純粋に気になったことを問えば、馨は真面目な顔をして口を開いた。


「…僕ら【四神】は、各々が最強であることで均衡を保っている。そして、その均衡状態こそが守護者としての理想であり責務なんだ。だから、馴れ合うことで起こるいさかいや偏頗へんぱを避けるために、必要以上に関わらないことを暗黙のルールとしているんだ。」


それを聞いて確かにそれはそうかもしれないけど、何となく…何かが間違っているんじゃないかと思った。だけど、こんな曖昧な考えをどうやって言葉にしたらいいのか全く分からなくて、ただ口を閉ざしていた。
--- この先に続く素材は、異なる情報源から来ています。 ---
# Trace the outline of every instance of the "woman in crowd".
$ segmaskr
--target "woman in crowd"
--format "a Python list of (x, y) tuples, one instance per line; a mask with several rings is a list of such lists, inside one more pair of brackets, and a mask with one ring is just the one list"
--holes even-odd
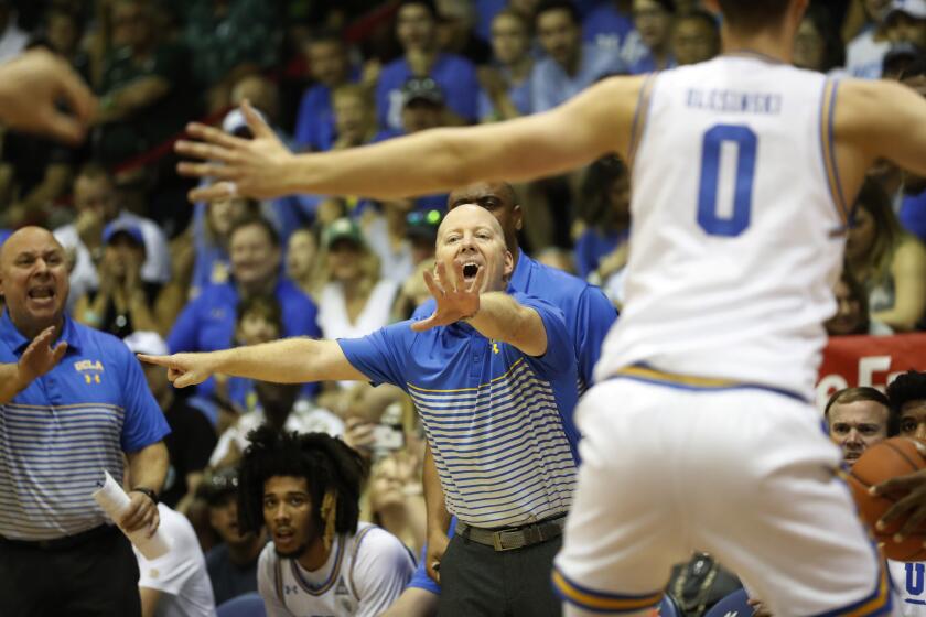
[(319, 250), (319, 232), (303, 227), (290, 235), (287, 245), (287, 277), (312, 299), (319, 297), (325, 281), (324, 257)]
[[(626, 261), (625, 257), (614, 268), (614, 259), (606, 259), (626, 243), (631, 232), (631, 176), (621, 159), (609, 155), (589, 166), (581, 205), (579, 225), (584, 231), (575, 241), (575, 271), (583, 279), (594, 274), (601, 283)], [(609, 268), (599, 271), (605, 261)]]
[(865, 182), (855, 206), (848, 268), (868, 292), (873, 320), (898, 332), (914, 329), (926, 312), (926, 249), (901, 228), (876, 183)]
[(492, 65), (478, 72), (480, 119), (509, 120), (530, 113), (530, 25), (505, 9), (492, 20)]

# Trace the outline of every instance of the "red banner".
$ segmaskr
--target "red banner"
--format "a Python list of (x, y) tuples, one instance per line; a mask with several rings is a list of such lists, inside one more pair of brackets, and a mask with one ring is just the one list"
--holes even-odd
[(823, 349), (817, 381), (817, 405), (842, 388), (873, 386), (884, 390), (909, 369), (926, 370), (926, 334), (837, 336)]

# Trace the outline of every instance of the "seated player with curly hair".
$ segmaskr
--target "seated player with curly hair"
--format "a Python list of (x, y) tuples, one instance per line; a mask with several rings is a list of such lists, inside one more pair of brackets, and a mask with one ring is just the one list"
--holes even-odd
[(252, 431), (239, 467), (241, 533), (267, 526), (258, 562), (269, 617), (379, 615), (401, 594), (412, 556), (387, 531), (358, 522), (366, 468), (323, 433)]

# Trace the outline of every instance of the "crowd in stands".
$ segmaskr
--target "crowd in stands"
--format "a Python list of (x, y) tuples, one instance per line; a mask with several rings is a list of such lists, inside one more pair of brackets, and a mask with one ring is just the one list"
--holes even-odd
[[(33, 46), (65, 57), (100, 104), (79, 148), (3, 132), (0, 228), (54, 230), (74, 320), (164, 355), (359, 337), (409, 318), (429, 297), (421, 273), (448, 209), (448, 195), (191, 205), (171, 150), (187, 121), (247, 138), (247, 99), (293, 150), (327, 151), (507, 120), (612, 75), (710, 61), (720, 21), (697, 0), (0, 0), (0, 61)], [(794, 62), (926, 96), (926, 2), (814, 0)], [(526, 253), (601, 286), (618, 312), (631, 180), (606, 156), (515, 187)], [(877, 165), (855, 201), (830, 335), (926, 327), (924, 241), (926, 178)], [(399, 389), (219, 376), (191, 393), (162, 367), (146, 377), (172, 431), (161, 499), (192, 524), (214, 604), (257, 591), (267, 538), (238, 533), (234, 469), (262, 425), (342, 437), (372, 465), (360, 519), (421, 553), (423, 430)], [(162, 513), (187, 524), (172, 520)], [(685, 615), (710, 606), (693, 581), (713, 567), (696, 555), (677, 570), (669, 592)]]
すると、立っていた馨が私の正面でしゃがんだ。顔を上げて馨を見れば、戸惑いながらも微笑んでいた。



「…ずっと、お母様やお父様に「守護者として正しくありなさい」って言われていたから、僕もそうであるべきだと思ってた。他の【四神】や【応龍】とは必要以上に関わらないようにしようって…。」


そこで一度言葉を区切ると、小さく深呼吸をしてから顔を上げて真っ直ぐ私の目を見た。…その目には、もう迷いなんてなかった。



「…でも、美子と会って、美子と話して、それは嫌だと思った。だって、すごく楽しかったから…。」


「馨…。」


心からの言葉が嬉しくて、名前を呼ぶのでいっぱいいっぱいだった。でも馨は、呼ばれた自分の名前にくすぐったそうに笑った。


「…二人で寝るには少し小さいかもしれないけど、美子が良いなら一緒に寝ようか。」


欲しかった言葉が、屈託のない笑顔と共に現れて胸が躍り出す。そして、はしゃぎたい気持ちをなんとか抑えて、私もとびっきりの笑顔を返した。


「うん!わたしもふとん持ってきたから小さかったらくっつければ大丈夫だよ!」


「…うん、でもそれ、掛け布団だから意味ないと思うけど…。」


「えっ!?」



…きっと、お父様や権宮司殿にばれたら怒られてしまうけど、まるで味方でもしてくれるかのように夜の風が明るい二つの声を掻き消してくれる。そして、二人だけの、秘密の夜はゆっくり更けていった。